The email went on to request that residents living within, or having friends within commuting distance to Hunter live with their families and friends for the time being, and that those without housing options would be accommodated to the best of Student Affairs as possible.

Davis was accommodated by Student Affairs, and given a room at the 97th Street Residence on Third Avenue. Given the option to move on Wednesday morning itself, he said of the procedure, “We were at the shelter for a few days, then Eija, who visited us often, gave us the option of living up here. It was offered to those who had absolutely no place to go, like myself.”

Pictures of the damage and destruction the surrounding area, and reports of the Con Ed power plant explosion on 14th street and evacuation of Bellevue and NYU Tisch Center, painted a mixed idea of how the building had withstood the storm: was it ravaged by flood waters? Were windows cracked and blown out? Would it be a horrific scene?

On her way to pick up her belongings during the pre-designated window, Samusevich recalled that “the walk to Brookdale was eerie and unsettling, there were cops everywhere, darkness in all the stores and shops, distraught people on the streets.”

Once in the building however, “there was already a crowd in the auditorium.

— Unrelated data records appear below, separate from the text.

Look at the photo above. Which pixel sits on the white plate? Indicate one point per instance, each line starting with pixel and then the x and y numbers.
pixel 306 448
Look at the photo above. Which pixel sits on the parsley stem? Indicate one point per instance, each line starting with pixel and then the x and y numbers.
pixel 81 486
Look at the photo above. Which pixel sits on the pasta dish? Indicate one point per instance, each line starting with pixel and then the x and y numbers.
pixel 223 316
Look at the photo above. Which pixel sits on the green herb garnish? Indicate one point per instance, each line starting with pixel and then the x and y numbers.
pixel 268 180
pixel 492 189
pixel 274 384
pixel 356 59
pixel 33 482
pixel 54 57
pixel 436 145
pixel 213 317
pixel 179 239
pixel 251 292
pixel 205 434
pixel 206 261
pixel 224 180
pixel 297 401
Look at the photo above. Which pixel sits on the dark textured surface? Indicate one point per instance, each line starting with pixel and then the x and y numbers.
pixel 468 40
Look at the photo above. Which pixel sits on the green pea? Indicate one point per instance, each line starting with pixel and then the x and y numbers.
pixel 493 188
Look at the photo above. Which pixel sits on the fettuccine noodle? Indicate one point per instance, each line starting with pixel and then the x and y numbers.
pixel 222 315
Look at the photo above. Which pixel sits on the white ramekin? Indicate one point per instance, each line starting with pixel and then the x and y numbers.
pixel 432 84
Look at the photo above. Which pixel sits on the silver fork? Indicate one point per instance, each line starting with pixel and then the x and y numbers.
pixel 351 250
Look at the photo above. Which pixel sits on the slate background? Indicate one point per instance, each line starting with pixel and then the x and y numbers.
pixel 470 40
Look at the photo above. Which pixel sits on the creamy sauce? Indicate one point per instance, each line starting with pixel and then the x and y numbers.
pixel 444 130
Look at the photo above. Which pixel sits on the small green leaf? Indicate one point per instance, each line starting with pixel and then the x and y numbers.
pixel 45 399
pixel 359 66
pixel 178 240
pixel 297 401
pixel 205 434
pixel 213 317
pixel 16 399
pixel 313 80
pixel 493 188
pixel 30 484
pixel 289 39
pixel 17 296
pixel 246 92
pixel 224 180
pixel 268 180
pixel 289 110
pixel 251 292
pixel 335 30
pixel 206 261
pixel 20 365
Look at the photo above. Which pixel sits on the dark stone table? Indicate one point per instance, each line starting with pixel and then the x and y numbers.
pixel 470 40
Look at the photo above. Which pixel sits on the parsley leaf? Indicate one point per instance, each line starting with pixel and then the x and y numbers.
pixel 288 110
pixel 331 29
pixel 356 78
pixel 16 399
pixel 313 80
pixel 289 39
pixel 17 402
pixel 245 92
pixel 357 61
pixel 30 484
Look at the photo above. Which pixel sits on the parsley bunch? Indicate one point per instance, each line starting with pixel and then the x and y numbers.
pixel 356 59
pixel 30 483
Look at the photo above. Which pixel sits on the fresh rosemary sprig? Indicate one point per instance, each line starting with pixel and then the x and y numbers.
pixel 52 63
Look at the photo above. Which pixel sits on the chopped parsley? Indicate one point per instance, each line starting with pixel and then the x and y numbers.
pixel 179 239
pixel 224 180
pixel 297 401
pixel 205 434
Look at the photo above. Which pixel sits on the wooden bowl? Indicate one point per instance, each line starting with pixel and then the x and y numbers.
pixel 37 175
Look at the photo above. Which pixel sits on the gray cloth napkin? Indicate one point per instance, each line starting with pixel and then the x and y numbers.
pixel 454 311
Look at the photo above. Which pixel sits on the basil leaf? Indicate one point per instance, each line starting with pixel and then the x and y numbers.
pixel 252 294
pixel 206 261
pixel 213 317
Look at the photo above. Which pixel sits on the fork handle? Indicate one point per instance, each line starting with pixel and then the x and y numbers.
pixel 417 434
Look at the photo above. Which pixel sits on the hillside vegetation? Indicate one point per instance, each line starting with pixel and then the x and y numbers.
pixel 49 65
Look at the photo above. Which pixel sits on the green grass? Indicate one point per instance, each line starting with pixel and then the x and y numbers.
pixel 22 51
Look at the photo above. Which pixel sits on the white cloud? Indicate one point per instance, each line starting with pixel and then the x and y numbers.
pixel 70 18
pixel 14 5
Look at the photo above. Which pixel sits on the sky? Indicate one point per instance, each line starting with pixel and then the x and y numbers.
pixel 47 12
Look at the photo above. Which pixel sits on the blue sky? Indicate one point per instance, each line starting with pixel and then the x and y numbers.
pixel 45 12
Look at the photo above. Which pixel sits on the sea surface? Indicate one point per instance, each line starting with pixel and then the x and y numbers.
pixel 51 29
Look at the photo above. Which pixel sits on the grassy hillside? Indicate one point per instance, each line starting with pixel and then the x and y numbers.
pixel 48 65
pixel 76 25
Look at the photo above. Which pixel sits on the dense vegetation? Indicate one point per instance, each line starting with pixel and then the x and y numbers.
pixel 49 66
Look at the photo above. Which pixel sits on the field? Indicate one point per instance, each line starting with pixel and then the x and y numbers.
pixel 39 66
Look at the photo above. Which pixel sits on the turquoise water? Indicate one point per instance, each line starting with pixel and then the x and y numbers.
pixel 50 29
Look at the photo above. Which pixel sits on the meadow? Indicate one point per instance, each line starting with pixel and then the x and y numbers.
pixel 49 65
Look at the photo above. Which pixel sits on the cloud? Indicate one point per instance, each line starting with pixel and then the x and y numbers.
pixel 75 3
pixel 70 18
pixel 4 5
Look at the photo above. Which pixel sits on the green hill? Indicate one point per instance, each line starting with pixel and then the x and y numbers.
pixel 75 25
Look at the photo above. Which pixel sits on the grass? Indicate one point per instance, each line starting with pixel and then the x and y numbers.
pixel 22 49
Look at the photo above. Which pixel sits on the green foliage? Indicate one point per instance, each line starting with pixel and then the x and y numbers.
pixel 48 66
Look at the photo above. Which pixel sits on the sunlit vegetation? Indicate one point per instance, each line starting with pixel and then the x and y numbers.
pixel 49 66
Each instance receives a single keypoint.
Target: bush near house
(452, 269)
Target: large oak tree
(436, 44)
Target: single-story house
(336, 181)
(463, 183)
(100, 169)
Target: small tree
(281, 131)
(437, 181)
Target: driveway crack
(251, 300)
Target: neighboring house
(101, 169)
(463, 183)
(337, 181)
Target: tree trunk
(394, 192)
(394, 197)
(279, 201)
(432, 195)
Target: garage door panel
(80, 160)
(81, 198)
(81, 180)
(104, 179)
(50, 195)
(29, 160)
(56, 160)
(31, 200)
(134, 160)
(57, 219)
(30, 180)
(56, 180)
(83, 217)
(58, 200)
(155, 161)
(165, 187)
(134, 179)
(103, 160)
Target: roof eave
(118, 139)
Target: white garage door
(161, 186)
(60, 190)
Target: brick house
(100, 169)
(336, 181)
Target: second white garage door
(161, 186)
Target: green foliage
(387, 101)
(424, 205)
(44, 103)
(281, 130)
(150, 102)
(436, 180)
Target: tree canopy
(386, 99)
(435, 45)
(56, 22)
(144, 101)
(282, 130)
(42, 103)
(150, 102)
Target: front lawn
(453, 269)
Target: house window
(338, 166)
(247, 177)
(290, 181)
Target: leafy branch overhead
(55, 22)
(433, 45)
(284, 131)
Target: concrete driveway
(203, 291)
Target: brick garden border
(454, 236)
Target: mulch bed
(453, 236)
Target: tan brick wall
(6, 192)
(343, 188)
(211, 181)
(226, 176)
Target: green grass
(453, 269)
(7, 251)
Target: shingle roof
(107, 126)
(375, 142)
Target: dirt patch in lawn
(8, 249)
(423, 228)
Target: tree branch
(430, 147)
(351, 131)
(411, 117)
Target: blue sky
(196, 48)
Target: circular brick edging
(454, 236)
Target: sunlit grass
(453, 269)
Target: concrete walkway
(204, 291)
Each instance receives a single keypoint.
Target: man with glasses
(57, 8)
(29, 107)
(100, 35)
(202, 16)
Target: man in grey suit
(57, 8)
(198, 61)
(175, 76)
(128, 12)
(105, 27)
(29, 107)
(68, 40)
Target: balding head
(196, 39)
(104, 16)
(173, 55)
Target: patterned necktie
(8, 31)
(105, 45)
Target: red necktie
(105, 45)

Public safety grouped people by floors and took up people from several floors at a time. Walking through felt like a video game, creepy and surreal, but we made it to the east building and had fifteen minutes to grab whatever we could. We were told not to touch our fridges or clean anything, just to grab what we need and go. The hallways were dark because there are no windows, so I turned on a flashlight app on my phone. I just gathered some clothes, my textbooks and some important documents and left. Public safety was pretty efficient with their procedures, their goal was to get people in and get them out as soon as possible,” said Samusevich.

Another resident, who wished to remain anonymous, lived on a higher floor, rather than on a lower lying floor in the east building, as does Samusevich. The resident regaled how “it was a long trek climbing up twelve flights of stairs with public safety to my room. There was no help to bring my books and clothes down either, as they would only let residents with ID, no parents or friends, into the building. It also felt dank and smelled weird.”

That same sense of unusualness was felt by Davis when he went back. “Seeing the dorms without any light was weird, nerve-wrecking even. My east building floor was pitch black, excluding the one window at the end of the hallway. I was disappointed, because it was hit with the same type of damages as when Irene hit. You’d think that they’d put some preemptive measures in place for future storms.”

Once classes resume at the Brookdale Hunter Campus, students will still not be able to return back to the building for prolonged periods of time. Instead, according to the Hunter homepage, class locations for Brookdale Faculty and Staff have been temporarily placed in the main 68th Street campus buildings. Residents can continue to enter the building, supervised, to obtain their belongings.

Residents and students alike are suffering from a sort of cabin fever, and separation from fellow students seems to be a reality that all want to shake. As Samusevich said,”We all, students, faculty, public safety, spend so much time there, and know each other at least by face, that [p]eople were just glad to see each other, glad to get out of their houses, glad that their fellow Brookdale residents were okay and that was definitely uplifting.”